Произведения Валентина Петровича Катаева знают и любят миллионы читателей. Наверное, и ты знаешь его книги «Белеет парус одинокий», «Я - сын трудового народа», «Хуторок в степи», «За власть Советов»… А если и не знаешь, то обязательно встретишься с ними - это будет хорошая и радостная встреча.

Книги В. Катаева расскажут тебе о славных революционных делах нашего народа, о героической юности твоих отцов и матерей, научат ещё больше любить нашу прекрасную Родину - Страну Советов.

Сергей Баруздин

Была самая середина глухой осенней ночи. В лесу было очень сыро и холодно. Из чёрных лесных болот, заваленных мелкими коричневыми листьями, поднимался густой туман.

Луна стояла над головой. Она светила очень сильно, однако её свет с трудом пробивал туман. Лунный свет стоял подле деревьев косыми, длинными тесинами, в которых, волшебно изменяясь, плыли космы болотных испарений.

Лес был смешанный. То в полосе лунного света показывался непроницаемо чёрный силуэт громадной ели, похожий на многоэтажный терем; то вдруг в отдалении появлялась белая колоннада берёз; то на прогалине, на фоне белого, лунного неба, распавшегося на куски, как простокваша, тонко рисовались голые ветки осин, уныло окружённые радужным сиянием.
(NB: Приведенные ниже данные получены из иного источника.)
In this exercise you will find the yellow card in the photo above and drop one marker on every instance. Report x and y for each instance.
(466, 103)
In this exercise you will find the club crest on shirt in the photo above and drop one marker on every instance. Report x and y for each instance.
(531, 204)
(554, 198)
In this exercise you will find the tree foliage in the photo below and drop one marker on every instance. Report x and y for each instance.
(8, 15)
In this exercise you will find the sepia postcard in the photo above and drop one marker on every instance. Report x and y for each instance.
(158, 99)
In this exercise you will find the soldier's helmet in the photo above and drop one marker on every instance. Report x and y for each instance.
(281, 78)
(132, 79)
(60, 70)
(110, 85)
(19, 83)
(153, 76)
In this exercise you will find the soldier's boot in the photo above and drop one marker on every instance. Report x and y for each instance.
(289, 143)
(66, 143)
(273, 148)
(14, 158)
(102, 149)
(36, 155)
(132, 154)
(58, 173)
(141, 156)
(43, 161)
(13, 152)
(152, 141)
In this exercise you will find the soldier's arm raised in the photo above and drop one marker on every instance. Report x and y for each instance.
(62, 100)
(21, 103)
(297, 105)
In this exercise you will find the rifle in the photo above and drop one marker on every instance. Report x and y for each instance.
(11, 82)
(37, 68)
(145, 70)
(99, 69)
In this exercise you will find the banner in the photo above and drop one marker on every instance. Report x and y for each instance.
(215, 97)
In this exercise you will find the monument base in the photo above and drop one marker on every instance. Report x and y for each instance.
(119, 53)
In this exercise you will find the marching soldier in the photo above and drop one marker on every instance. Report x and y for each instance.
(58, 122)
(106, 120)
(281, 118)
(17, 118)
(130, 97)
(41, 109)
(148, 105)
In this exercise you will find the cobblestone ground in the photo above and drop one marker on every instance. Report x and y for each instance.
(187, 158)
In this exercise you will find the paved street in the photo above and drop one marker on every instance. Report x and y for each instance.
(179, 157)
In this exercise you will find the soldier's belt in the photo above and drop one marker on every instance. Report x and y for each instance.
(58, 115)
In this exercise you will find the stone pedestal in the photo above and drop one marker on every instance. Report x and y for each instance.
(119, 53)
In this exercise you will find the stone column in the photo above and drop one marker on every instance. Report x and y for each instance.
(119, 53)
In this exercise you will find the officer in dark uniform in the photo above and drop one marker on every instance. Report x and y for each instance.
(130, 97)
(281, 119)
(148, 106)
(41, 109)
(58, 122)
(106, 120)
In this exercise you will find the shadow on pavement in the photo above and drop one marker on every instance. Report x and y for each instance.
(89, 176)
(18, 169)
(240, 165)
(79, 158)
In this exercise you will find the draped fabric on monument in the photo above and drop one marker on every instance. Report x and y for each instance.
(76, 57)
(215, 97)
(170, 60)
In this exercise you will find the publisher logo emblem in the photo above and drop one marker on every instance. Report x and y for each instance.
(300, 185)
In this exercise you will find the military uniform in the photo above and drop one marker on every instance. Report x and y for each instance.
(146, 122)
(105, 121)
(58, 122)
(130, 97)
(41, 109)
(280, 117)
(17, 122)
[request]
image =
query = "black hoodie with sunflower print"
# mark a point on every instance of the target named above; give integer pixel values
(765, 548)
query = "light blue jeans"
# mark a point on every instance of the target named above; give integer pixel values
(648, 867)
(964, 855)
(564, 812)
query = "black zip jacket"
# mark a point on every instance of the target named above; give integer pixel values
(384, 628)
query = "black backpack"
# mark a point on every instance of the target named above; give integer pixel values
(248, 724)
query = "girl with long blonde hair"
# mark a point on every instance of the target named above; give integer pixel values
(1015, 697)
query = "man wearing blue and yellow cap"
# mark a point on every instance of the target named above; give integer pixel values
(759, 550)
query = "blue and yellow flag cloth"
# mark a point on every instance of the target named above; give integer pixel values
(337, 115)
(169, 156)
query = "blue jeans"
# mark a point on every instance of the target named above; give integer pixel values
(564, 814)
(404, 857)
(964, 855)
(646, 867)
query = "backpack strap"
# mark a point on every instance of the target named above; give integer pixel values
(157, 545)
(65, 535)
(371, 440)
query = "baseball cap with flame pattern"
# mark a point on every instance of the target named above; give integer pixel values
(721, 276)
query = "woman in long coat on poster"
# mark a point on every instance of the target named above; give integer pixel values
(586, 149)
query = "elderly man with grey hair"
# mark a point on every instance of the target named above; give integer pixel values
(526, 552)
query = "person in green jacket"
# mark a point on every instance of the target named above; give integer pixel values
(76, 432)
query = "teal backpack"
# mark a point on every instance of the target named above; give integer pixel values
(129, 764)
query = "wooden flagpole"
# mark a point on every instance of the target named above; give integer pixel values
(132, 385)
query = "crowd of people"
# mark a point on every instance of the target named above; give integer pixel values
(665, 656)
И всюду, где только лес был пореже, лежали на земле белые холсты лунного света.

В общем, это было красиво той древней, дивной красотой, которая всегда так много говорит русскому сердцу и заставляет воображение рисовать сказочные картины: серого волка, несущего Ивана-царевича в маленькой шапочке набекрень и с пером Жар-птицы в платке за пазухой, огромные мшистые лапы лешего, избушку на курьих ножках - да мало ли ещё что!

Но меньше всего в этот глухой, мёртвый час думали о красоте полесской чащи три солдата, возвращавшиеся с разведки.

Больше суток провели они в тылу у немцев, выполняя боевое задание. А задание это заключалось в том, чтобы найти и отметить на карте расположение неприятельских сооружений.

Работа была трудная, очень опасная. Почти всё время пробирались ползком. Один раз часа три подряд пришлось неподвижно пролежать в болоте - в холодной, вонючей грязи, накрывшись плащ-палатками, сверху засыпанными жёлтыми листьями.

Обедали сухарями и холодным чаем из фляжек.

Но самое тяжёлое было то, что ни разу не удалось покурить. А, как известно, солдату легче обойтись без еды и без сна, чем без затяжки добрым, крепким табачком. И, как на грех, все три солдата были заядлые курильщики. Так что, хотя боевое задание было выполнено как нельзя лучше и в сумке у старшого лежала карта, на которой с большой точностью было отмечено более десятка основательно разведанных немецких батарей, разведчики чувствовали себя раздражёнными, злыми.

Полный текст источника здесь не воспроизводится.